Beberapa SPBU swasta dilaporkan kewalahan melayani konsumen karena permintaan mendadak yang tinggi. Situasi ini menyebabkan antrean panjang dan di beberapa tempat stok jenis tertentu sempat menipis.
Namun demikian, pemerintah memastikan bahwa stok nasional tidak mengalami gangguan. Upaya koordinasi dilakukan agar SPBU-swasta mendapatkan pasokan dari sumber utama yang sama seperti milik negara, sehingga seluruh masyarakat tetap bisa memenuhi kebutuhannya meskipun di merek favoritnya belum tersedia.

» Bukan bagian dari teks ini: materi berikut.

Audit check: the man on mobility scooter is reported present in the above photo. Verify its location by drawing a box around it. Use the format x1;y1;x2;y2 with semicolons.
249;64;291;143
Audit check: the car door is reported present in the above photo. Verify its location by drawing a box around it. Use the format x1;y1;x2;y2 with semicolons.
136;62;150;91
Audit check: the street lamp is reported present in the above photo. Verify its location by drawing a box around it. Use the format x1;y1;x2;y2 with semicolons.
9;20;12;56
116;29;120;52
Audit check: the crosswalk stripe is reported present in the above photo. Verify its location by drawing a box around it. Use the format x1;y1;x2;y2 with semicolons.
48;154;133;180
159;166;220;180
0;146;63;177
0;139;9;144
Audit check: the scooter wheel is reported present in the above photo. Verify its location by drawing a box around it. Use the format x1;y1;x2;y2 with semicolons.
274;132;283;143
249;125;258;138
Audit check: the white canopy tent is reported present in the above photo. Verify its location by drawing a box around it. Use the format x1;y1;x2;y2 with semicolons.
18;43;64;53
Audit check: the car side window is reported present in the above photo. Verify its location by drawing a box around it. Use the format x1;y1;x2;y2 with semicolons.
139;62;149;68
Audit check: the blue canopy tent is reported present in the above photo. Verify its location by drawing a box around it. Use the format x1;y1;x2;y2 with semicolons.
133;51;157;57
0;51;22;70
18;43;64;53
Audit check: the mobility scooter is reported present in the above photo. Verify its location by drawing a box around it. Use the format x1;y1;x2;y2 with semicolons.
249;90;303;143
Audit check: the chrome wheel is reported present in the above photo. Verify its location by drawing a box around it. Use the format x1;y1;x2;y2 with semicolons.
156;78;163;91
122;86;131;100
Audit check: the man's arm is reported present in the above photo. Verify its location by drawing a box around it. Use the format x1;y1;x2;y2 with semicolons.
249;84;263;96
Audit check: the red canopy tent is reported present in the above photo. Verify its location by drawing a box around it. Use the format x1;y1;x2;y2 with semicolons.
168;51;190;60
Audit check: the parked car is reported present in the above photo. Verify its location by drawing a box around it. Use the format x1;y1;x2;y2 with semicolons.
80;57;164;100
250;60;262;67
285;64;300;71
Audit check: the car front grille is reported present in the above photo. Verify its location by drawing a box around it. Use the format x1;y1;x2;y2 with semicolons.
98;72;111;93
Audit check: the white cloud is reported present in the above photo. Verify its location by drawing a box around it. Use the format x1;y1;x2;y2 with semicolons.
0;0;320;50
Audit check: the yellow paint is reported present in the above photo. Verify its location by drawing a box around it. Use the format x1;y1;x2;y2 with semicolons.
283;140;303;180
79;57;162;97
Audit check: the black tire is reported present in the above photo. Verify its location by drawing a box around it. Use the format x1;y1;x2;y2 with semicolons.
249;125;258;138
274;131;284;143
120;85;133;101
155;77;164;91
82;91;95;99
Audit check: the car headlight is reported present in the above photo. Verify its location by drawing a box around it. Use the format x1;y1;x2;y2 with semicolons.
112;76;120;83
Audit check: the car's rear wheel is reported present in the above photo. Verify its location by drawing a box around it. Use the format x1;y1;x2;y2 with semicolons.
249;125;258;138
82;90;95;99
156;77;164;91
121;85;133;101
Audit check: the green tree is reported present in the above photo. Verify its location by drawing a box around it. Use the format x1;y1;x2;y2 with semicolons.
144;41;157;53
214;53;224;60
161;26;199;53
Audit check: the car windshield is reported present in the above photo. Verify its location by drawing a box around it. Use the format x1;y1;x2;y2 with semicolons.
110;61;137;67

Beberapa langkah yang ditempuh antara lain:
Memperluas distribusi BBM ke SPBU swasta agar mereka juga mendapat aliran pasokan yang memadai.
Meninjau kembali dan menyesuaikan kuota impor agar selaras dengan lonjakan permintaan.
Mengoptimalkan rantai logistik dan distribusi sehingga stok menjadi merata ke seluruh wilayah.
Dengan kebijakan tersebut, diperkirakan kelangkaan hanya akan bersifat lokal dan sementara, dan tidak menjalar hingga ke tingkat nasional.